D’après le responsable des migrants sur un chantier, “un employé va toucher environ l‘équivalent de 700 euros ou 900 euros maximum pour cinq mois de travail. Et il a une femme et des enfants qu’il doit faire vivre,” s’insurge-t-il.

Le service fédéral des migrations estime que cette année, environ 1,7 millions d‘étrangers auront rejoint la Russie pour travailler légalement.

Mais combien le font dans l’illégalité ? Entre 4 et 12 millions d’après la Banque mondiale.

Autant d’individus qui vivent dans la crainte de se faire expulser. Leurs conditions de vie sont aussi très précaires. Parfois, les employeurs les exploitent ou les rackettent.

Les tensions ethniques connaissent une escalade en Russie. Un phénomène que les autorités ignorent d’après des militants des droits de l’Homme. Depuis janvier, les attaques néo-nazies ont fait 16 victimes et 90 blessés dans le pays.

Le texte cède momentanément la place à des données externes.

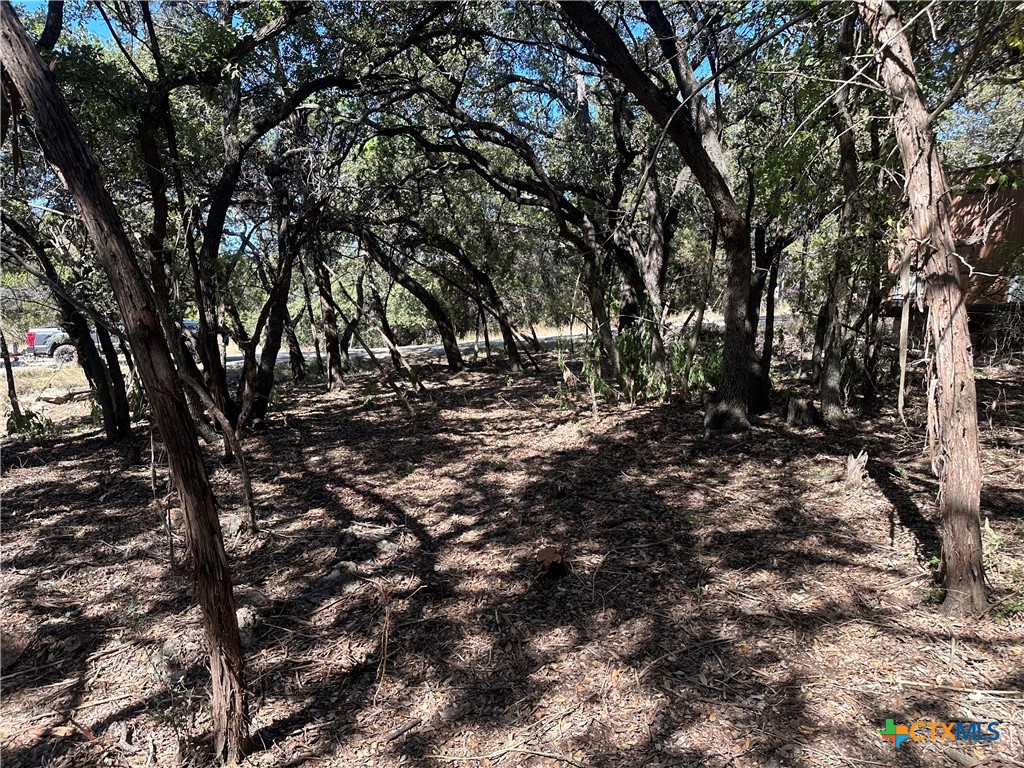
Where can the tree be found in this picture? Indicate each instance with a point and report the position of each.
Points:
(65, 148)
(953, 424)
(690, 128)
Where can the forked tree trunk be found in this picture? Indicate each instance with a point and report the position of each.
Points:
(332, 342)
(119, 389)
(694, 135)
(11, 389)
(65, 147)
(953, 428)
(434, 308)
(602, 324)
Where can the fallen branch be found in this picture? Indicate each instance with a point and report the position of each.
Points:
(936, 686)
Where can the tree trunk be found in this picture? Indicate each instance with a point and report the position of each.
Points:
(65, 147)
(833, 351)
(956, 457)
(119, 390)
(335, 365)
(390, 340)
(296, 359)
(308, 305)
(758, 395)
(693, 133)
(434, 308)
(11, 389)
(694, 340)
(768, 344)
(602, 324)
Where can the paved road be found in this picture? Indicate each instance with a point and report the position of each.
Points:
(418, 351)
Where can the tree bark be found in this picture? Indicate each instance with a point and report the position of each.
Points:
(434, 308)
(830, 382)
(692, 132)
(956, 457)
(65, 147)
(15, 409)
(119, 390)
(307, 296)
(75, 324)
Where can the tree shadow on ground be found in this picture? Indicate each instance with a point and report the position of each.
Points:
(402, 614)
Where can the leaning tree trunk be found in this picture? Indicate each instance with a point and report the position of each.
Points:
(11, 389)
(434, 308)
(830, 383)
(953, 428)
(296, 359)
(332, 342)
(694, 135)
(119, 389)
(65, 147)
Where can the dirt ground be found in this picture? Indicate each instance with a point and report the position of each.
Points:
(724, 602)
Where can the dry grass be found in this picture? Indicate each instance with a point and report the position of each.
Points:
(726, 603)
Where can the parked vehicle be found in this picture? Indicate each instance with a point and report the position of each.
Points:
(54, 342)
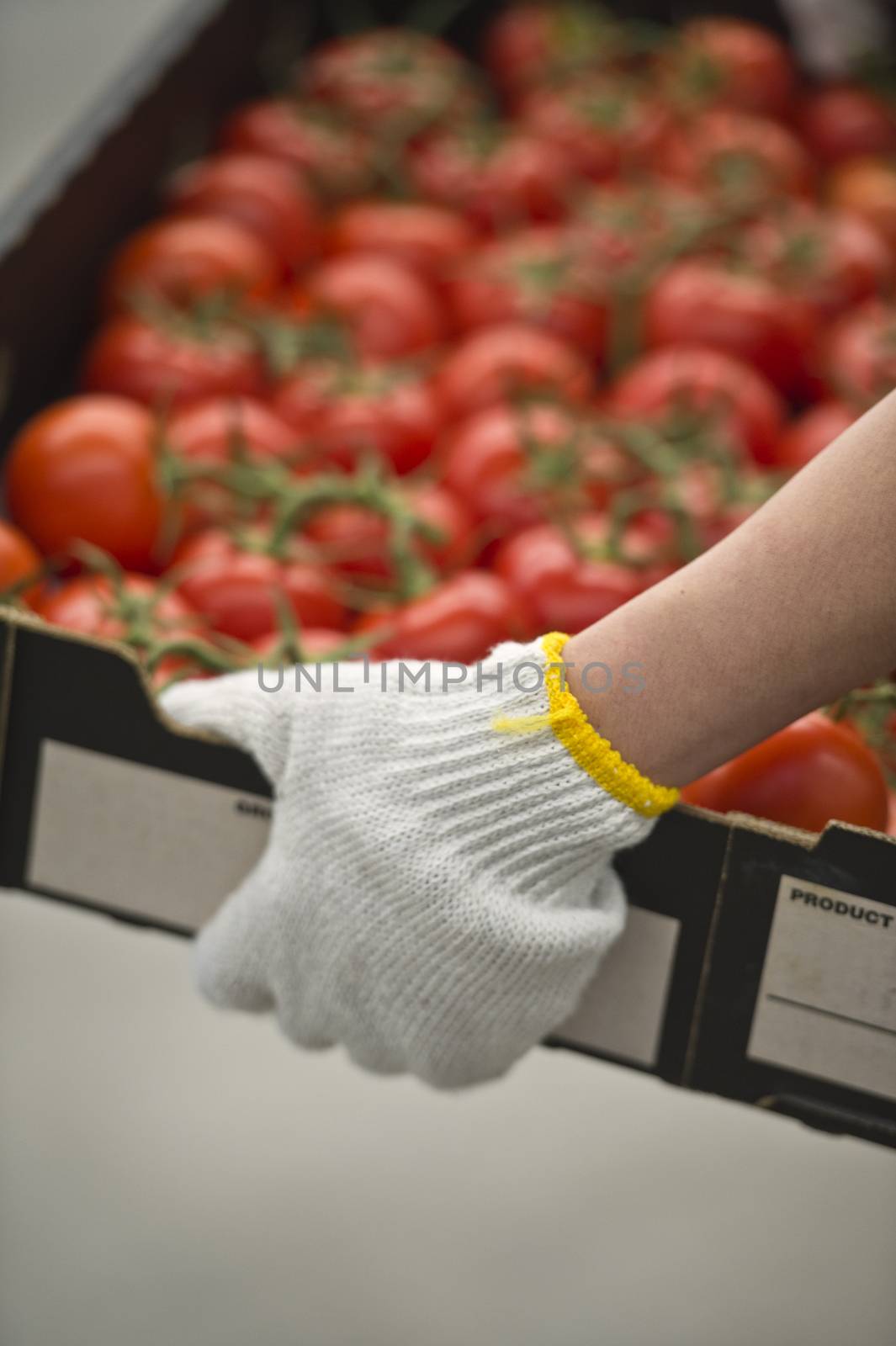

L’arrivée croissante de migrants alimenterait la xénophobie chez des jeunes russes qui craignent de perdre leur emploi.

Or l’argument ne tient pas comme l’explique un spécialiste du Centre Carnegie de Moscou.

“Le problème n’est pas que les migrants prennent les emplois des Russes de souche,” estime Nikolai Petrov, “mais plutôt que les entreprises jugent beaucoup plus utiles, cette main d’oeuvre étrangère qui se montre silencieuse et soumise.”

L’afflux de migrants est une nécessité économique. Leur contribution au PIB représente l‘équivalent d’au moins 37 millions d’euros par an : environ 4%.

Et les étrangers seront encore plus demandés à l’avenir, en raison du déclin de la population russe qui devrait passer de 143 millions de personnes actuellement à 103 millions d’ici 2050.